The relentless rise in share prices has unsettled certain well-known investors, including Jim Rogers, who founded the Quantum Fund with George Soros. He has predicted that “a $68tn collapse of Biblical proportions is poised to wipe out millions of Americans”.
Swiss investor Marc Faber, editor of the Gloom, Boom & Doom Report, predicts stocks will plunge by over 40%. “We have a bubble in everything, and investors are on the Titanic with stocks about to endure a gut-wrenching drop that would rival the greatest crashes in stock market history,” he forecasts.
Economist Andrew Smithers, founder of advisory firm Smithers & Co and author of the 2000 tome, Valuing Wall Street, which predicted the crash, says: “US stocks are now about 80% overvalued.”

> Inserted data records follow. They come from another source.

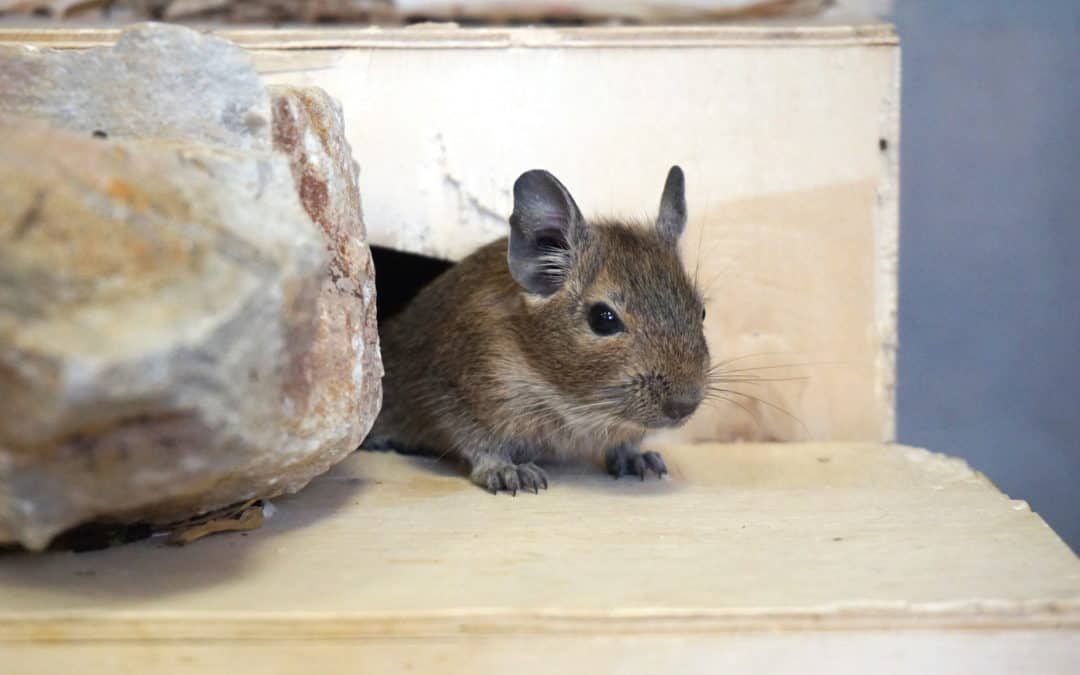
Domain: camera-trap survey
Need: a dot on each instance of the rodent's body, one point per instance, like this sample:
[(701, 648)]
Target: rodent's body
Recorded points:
[(504, 360)]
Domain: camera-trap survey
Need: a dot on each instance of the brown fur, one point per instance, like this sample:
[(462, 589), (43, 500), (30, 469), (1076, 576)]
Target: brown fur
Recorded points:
[(481, 369)]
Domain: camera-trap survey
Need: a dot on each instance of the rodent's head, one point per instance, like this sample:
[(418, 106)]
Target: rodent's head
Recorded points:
[(611, 318)]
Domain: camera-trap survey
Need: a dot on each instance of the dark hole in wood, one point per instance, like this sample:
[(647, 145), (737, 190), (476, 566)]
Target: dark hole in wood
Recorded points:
[(400, 275)]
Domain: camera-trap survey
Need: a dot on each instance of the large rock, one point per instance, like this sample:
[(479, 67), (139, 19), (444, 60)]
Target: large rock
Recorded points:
[(187, 313)]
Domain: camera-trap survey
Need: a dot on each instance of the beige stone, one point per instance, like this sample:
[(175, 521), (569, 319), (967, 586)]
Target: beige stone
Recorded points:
[(187, 320)]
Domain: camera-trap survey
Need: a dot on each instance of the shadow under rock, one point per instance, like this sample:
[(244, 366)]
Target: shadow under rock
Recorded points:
[(151, 569)]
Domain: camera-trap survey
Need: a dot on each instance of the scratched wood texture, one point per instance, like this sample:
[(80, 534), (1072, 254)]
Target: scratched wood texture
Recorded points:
[(837, 548), (788, 135)]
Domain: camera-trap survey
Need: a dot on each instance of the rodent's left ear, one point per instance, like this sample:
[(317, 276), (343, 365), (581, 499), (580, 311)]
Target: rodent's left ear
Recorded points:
[(672, 218), (543, 229)]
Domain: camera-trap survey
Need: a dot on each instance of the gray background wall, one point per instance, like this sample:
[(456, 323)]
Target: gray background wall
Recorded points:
[(989, 313)]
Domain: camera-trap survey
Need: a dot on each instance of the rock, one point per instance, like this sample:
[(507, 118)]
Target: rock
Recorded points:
[(343, 366), (181, 328), (158, 80)]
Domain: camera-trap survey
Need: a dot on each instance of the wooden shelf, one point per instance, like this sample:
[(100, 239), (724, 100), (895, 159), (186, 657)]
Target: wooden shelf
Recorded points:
[(772, 552)]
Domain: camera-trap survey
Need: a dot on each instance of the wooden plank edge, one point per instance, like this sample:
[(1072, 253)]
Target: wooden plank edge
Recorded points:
[(451, 37), (284, 625), (887, 253)]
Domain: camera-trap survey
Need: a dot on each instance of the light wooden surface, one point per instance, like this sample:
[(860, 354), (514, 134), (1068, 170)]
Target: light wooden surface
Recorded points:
[(741, 542), (788, 135)]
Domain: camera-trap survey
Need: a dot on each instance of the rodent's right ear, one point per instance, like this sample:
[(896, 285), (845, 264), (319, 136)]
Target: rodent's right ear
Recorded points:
[(543, 228)]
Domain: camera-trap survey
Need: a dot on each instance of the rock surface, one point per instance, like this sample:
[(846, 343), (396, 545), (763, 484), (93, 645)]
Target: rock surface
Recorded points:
[(187, 314)]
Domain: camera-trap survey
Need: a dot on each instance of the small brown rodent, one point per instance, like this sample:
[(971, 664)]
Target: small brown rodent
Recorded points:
[(567, 339)]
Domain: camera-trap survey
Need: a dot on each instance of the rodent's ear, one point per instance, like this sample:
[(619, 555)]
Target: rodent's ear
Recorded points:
[(543, 228), (672, 218)]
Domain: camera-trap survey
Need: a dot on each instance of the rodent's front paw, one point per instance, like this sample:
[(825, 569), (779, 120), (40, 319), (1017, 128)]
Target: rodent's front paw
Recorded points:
[(625, 460), (511, 477)]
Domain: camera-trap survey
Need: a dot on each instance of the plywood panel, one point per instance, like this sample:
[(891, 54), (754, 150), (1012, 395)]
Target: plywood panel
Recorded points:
[(787, 134), (741, 537)]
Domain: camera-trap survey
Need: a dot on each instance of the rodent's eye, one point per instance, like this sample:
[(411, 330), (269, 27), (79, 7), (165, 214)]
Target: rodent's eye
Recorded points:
[(603, 320)]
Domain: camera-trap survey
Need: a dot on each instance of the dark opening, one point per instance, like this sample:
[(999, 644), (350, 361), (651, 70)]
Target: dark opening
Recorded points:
[(399, 277)]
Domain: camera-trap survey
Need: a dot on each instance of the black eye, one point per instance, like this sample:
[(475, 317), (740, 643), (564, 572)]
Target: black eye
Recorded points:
[(603, 320)]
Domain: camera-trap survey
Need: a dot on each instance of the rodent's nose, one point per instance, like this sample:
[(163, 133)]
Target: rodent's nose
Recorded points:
[(679, 408)]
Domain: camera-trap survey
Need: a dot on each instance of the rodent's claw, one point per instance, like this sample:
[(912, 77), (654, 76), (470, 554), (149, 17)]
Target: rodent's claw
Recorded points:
[(510, 477), (656, 462), (623, 460)]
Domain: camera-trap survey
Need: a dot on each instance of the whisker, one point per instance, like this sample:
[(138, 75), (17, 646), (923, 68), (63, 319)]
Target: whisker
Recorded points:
[(763, 402)]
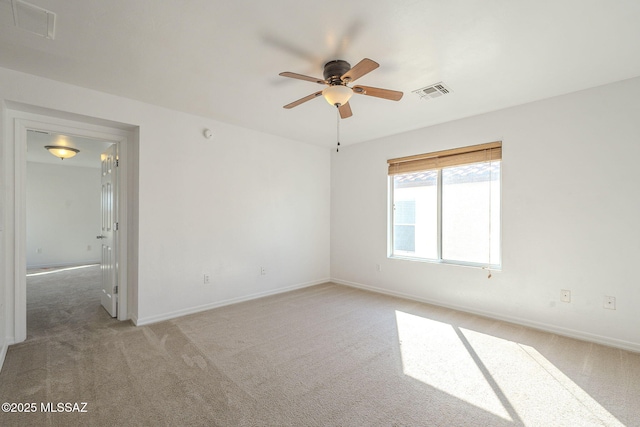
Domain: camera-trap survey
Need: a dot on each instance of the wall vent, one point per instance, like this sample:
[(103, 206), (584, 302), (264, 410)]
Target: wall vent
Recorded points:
[(433, 91), (34, 19)]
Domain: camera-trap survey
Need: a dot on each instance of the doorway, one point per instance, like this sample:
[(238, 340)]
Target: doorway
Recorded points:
[(21, 122), (68, 204)]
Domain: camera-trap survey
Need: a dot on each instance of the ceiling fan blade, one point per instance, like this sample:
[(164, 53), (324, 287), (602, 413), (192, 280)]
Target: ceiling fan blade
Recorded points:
[(302, 77), (301, 100), (360, 69), (392, 95), (345, 111)]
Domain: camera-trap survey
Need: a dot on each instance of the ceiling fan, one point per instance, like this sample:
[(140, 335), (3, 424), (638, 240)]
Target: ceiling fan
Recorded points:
[(337, 75)]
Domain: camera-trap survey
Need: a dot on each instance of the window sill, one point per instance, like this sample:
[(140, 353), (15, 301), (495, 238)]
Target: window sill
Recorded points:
[(446, 262)]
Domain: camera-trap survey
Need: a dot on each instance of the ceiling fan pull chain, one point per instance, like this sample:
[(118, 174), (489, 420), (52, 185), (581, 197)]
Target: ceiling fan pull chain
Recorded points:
[(338, 128)]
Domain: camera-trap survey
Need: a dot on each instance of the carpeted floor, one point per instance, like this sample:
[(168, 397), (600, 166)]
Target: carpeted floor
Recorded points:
[(327, 355)]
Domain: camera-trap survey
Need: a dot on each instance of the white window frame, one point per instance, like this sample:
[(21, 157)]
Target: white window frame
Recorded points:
[(439, 259)]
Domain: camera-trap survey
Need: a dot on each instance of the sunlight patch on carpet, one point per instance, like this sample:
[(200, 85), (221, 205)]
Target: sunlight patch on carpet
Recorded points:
[(506, 378), (59, 270), (432, 353)]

His argument is backed with a ratio showing that the only time in history stocks were this risky was in 1929 and 1999 — both prior to falls of 89% and 50%. This gloomy outlook is further underlined by veteran investor John Hussman who predicts the stock market may plunge 60%. He describes the current financial environment as “the most broadly overvalued moment in market history”.
Knowledge is power for the investor, and especially when hard decisions need to be made.
“If you look at the market historically, we have had, on average, a crash about every eight to ten years, with the average loss about 42%,” says Kendrick Wakeman, CEO of financial technology and investment analytics firm FinMason. “One of the problems encountered in 2008 was that many people who were close to retirement also had lots of equity risk but didn’t know about it.”
Citing research showing that almost 60% of investors do not fully understand the term ‘risk tolerance’, he poses the question: “Advisors need to ask their clients, ‘Would you hang yourself in the closet if the market crashed and you lost 35%?’”
Against the clamour of gloom, a letter to Berkshire Hathaway shareholders earlier this year by the legendary ‘Sage of Omaha’, Warren Buffett, pointed out that the Dow Jones Industrial Average gained 72% from the end of the 20th century through the end of 2016.
“American business, and consequently a basket of stocks, is virtually certain to be worth far more in the years ahead.”
As to the voices predicting an imminent crash, he says: “Heaven help them if they act on the nonsense they peddle.”
A seasoned exponent of the dictum ‘be greedy when others are fearful’, Mr Buffett invested $5bn (€4.25bn) in Goldman Sachs at the height of the recent financial crisis, making a total return of 62% over five years.
In these uncharted financial waters, perhaps the investor of 2017 might do well to bear in mind the words of American humourist Will Rogers on stock market investing: “I’m not so much concerned about the return on my money, but the return of my money.”